Bizzy Marketplace, masih berada di situs Bizzy.co.id, tercatat telah menjaring 2000 pembeli dan 2500 vendor sejak resmi beroperasi pada 2015. Ada 14 kategori produk dengan 5100 sub kategori. Mulai dari elektronik industri, furnitur dan perabotan, MRO, peralatan hotel, restoran dan kafe, dan masih banyak lagi.

Bizzy Logistics dan Distribution

Dalam kesempatan yang sama, perwakilan dari kedua perusahaan juga memperkenalkan bisnisnya. CEO Bizzy Logistics Paul Good menerangkan perusahaan bermain ke area logistik untuk pengiriman barang internasional dan bea cukai; rantai pasokan; dan pengangkutan.

Dari data yang Good kutip, market logistik di Asia Tenggara sangat besar ada $1,5 triliun. Indonesia mewakili 5% dari keseluruhannya, 2% di antaranya dikuasai oleh DHL.

“Kami bekerja sama dengan Hakovo dari Singapura untuk mendigitalkan bea cukai agar klien lebih efisien prosesnya saat mengirim barang masuk ke Indonesia,” terang Good.

Secara aset, perusahaan memiliki gudang seluas 38 ribu meter persegi, 384 truk berbagai kapasitas, dan tiap tahunnya melakukan 80 ribu perjalanan. Perusahaan melayani pengiriman ke Malaysia, Singapura, dan Vietnam.

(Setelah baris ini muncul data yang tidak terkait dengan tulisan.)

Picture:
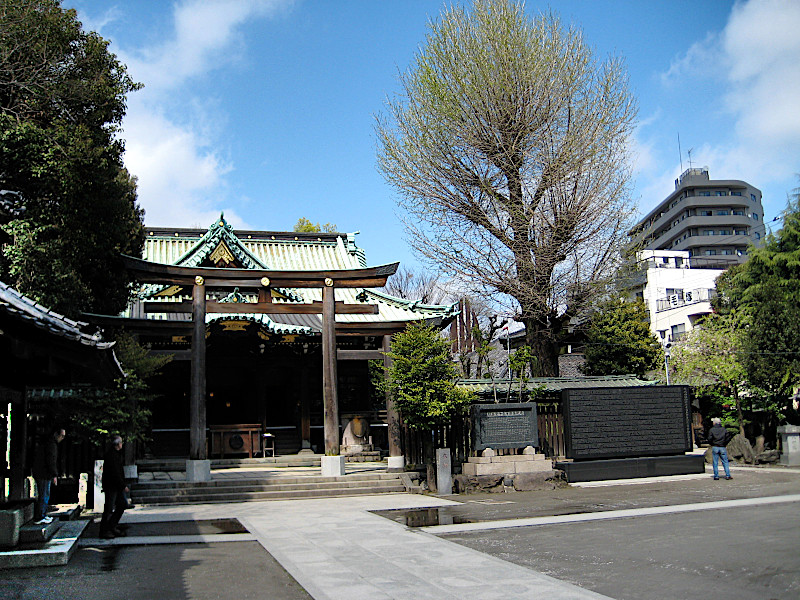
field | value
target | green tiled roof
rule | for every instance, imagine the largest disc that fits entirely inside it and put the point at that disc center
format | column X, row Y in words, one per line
column 288, row 251
column 483, row 387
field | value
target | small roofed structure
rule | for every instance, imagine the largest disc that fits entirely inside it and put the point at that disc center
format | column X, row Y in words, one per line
column 41, row 348
column 289, row 322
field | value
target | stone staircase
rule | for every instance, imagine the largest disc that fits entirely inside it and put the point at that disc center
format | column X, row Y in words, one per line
column 162, row 492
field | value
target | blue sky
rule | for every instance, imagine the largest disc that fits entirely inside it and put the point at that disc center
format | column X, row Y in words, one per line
column 264, row 109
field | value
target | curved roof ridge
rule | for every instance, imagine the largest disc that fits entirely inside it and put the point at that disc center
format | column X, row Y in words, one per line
column 411, row 304
column 220, row 230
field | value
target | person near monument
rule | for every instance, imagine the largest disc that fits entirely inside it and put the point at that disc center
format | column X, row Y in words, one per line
column 114, row 489
column 718, row 437
column 45, row 472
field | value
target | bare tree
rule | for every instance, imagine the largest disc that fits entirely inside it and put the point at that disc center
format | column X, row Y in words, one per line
column 421, row 286
column 508, row 146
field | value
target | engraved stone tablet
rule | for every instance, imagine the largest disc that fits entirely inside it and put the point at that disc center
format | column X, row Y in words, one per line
column 511, row 425
column 627, row 422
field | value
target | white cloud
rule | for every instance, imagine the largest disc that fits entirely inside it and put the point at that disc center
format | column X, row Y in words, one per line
column 754, row 63
column 173, row 140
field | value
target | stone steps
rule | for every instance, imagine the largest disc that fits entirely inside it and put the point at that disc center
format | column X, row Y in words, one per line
column 281, row 488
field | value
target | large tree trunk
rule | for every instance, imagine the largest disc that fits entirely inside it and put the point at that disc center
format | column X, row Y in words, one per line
column 543, row 347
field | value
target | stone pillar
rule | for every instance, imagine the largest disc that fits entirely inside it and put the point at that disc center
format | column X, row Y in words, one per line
column 197, row 399
column 444, row 471
column 329, row 383
column 396, row 458
column 790, row 445
column 198, row 467
column 18, row 420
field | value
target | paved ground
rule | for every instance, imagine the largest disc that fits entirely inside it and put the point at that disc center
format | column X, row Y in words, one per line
column 679, row 538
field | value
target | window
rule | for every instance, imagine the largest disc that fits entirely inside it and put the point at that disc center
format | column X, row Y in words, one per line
column 678, row 329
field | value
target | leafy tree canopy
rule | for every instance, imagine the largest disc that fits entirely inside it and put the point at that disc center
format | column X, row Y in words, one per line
column 68, row 205
column 765, row 291
column 303, row 225
column 422, row 379
column 507, row 146
column 619, row 340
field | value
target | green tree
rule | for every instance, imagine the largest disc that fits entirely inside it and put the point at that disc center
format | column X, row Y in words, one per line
column 619, row 340
column 124, row 407
column 303, row 225
column 69, row 206
column 422, row 379
column 507, row 146
column 708, row 357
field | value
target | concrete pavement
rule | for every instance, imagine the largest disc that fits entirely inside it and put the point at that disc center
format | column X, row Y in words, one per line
column 628, row 540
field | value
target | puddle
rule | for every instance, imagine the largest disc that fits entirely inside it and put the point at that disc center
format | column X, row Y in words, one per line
column 109, row 562
column 423, row 517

Untuk Bizzy Distribution, memiliki 26 cabang dan 100 sub distributor. Perusahaan mendistribusikan produk barang konsumer dari merek-merek FMCG ke pedagang tradisional dan modern, dengan total 200 ribu titik distribusi tersebar di seluruh Indonesia.

CEO Bizzy Distribution Harsinto Huang menjelaskan, perusahaan memiliki produk turunan yakni TokoSmart.id, untuk bantu pedagang warung dalam hal menyetok persediaan barang lewat aplikasi. Mereka juga dapat menjual produk digital dari aplikasi TokoSmart. Konsep ini mirip dengan Kudo dan Kioson.

Sejak TokoSmart dikenalkan pada Januari 2019, diklaim telah memiliki 18.900 warung yang telah bergabung. Transaksinya mencapai lebih dari 39 ribu dengan nilai GMV Rp76,7 miliar hingga Juli 2019.

“Kami berniat untuk perluas layanan TokoSmart dengan menyediakan mesin POS agar mereka semakin mudah berjualan. Rencananya sampai akhir tahun kami mau gaet 1 juta pedagang warung,” kata Harsinto.